Meist ist die Entstehung solcher Tendenzen ein jahrelanger, schleichender Prozess. Für Deutschland beispielsweise sieht Shehadeh den Grund in der "jahrelangen Biologisierung und Ethnisierung sozialer Widersprüche". Ethnisierung, das heißt: Gesellschaftliche Unterschiede werden mit der Zugehörigkeit zu einer Bevölkerungsgruppe begründet. Aussehen, Herkunft, Sprache – all diese Faktoren dienen damit der Abgrenzung einer vermeintlich homogenen Gruppe, der dann bestimmte Eigenschaften zugeschrieben werden.
Rassismus äußerst sich dann in vielerlei Hinsicht – nicht immer müssen es gewaltsame Ausschreitungen sein. Auch die Annahme, nur Neonazis seien rassistisch, sei nicht richtig. "Rassismus ist in Gesetzen verankert, in institutioneller Ungleichbehandlung, in Racial Profiling durch die Polizei. Rassismus wird an der Diskotür angewandt und in der Schule, wo Kinder bis heute systematisch auch aufgrund ihrer Herkunft diskriminiert werden. Rassismus passiert im Alltag, dort wo beschimpft und ausgegrenzt wird, oder geglotzt, oder exotisiert", erklärt Shehadeh.
Rassismus kann überall entstehen
Dabei trifft es meist ethnische Minderheiten oder Immigranten. "Rassismus ist eine Gewaltstruktur, von der allein die Mehrheitsbevölkerung ausgenommen ist oder sogar davon profitiert – etwa wenn es um die Verteilung von Rechten und Ressourcen geht, die nicht allen gleichermaßen zustehen", erläutert Nadia Shehadeh.
Und das ist kein rein deutsches oder europäisches Phänomen. "Natürlich wird es in allen Gesellschaften dieser Welt gruppenbezogene Menschenfeindlichkeit geben", sagt die Soziologin. Rasissmus kann überall entstehen. "Aber Europa ist – auch aufgrund seiner kolonialen und faschistischen Vergangenheit – schon nochmal ein Fall für sich." Hier sei Antisemitismus, Islamfeindlichkeit, und Rassismus gegen Schwarze sowie Sinto und Roma weit verbreitet.

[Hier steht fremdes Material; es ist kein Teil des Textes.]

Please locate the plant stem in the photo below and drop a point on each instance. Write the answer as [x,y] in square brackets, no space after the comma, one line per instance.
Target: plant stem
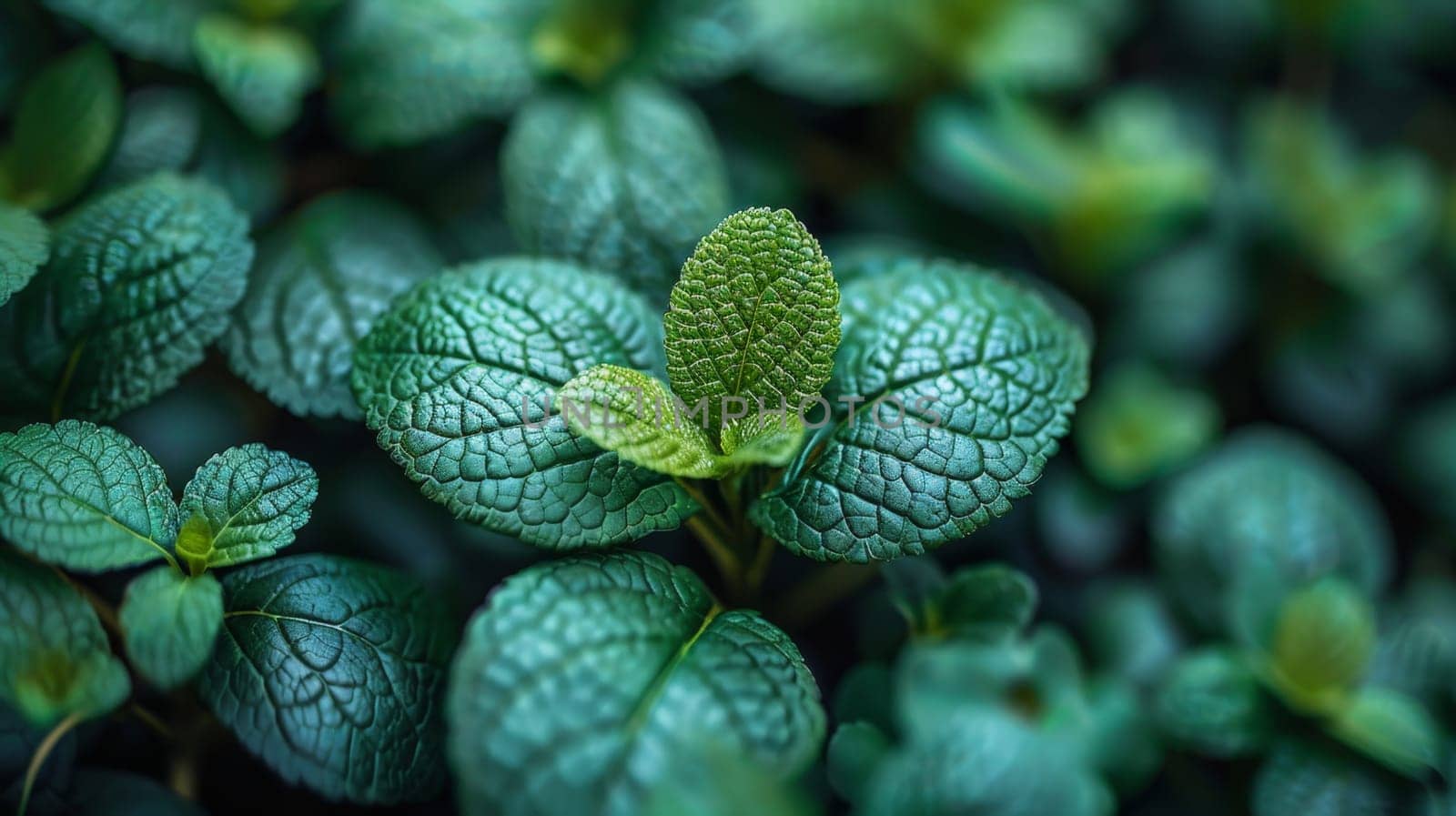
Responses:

Fremdenfeindlichkeit – typisch deutsch?
Speziell deutsch ist aber das Wort "Fremdenfeindlichkeit", das oft synonym für Rassismus verwendet wird. Und das findet Nadia Shehadeh bedenklich, weil mit dem "Fremden" immer auch die Idee der "Andersartigkeit" mitschwingt. Und genau diese Abgrenzung des "Eigenen" zum "Fremden" oder "Anderen" würde ja überhaupt erst zu Rassismus führen.

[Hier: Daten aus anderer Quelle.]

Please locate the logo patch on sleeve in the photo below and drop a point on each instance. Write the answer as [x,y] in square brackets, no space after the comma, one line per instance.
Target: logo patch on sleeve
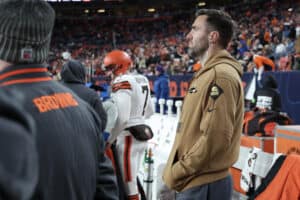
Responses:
[215,91]
[192,90]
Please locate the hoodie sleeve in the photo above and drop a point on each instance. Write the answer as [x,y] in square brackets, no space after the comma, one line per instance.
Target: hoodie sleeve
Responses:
[98,106]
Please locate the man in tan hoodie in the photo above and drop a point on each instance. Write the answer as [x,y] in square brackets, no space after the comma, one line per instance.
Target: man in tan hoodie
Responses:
[211,121]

Die Aktivistin findet es daher auch schwierig, dass auch in den Medien so häufig von Fremdenfeindlichkeit oder Ausländerfeindlichkeit gesprochen wird. "Das bedient weiterhin binäre Denkmuster", warnt sie. "Schon hinter diesen Sprachbildern befindet sich eine Vorstellung unserer Gesellschaft – und die geht bei Fremdenfeindlichkeit tatsächlich davon aus, dass es etwas Fremdes geben muss."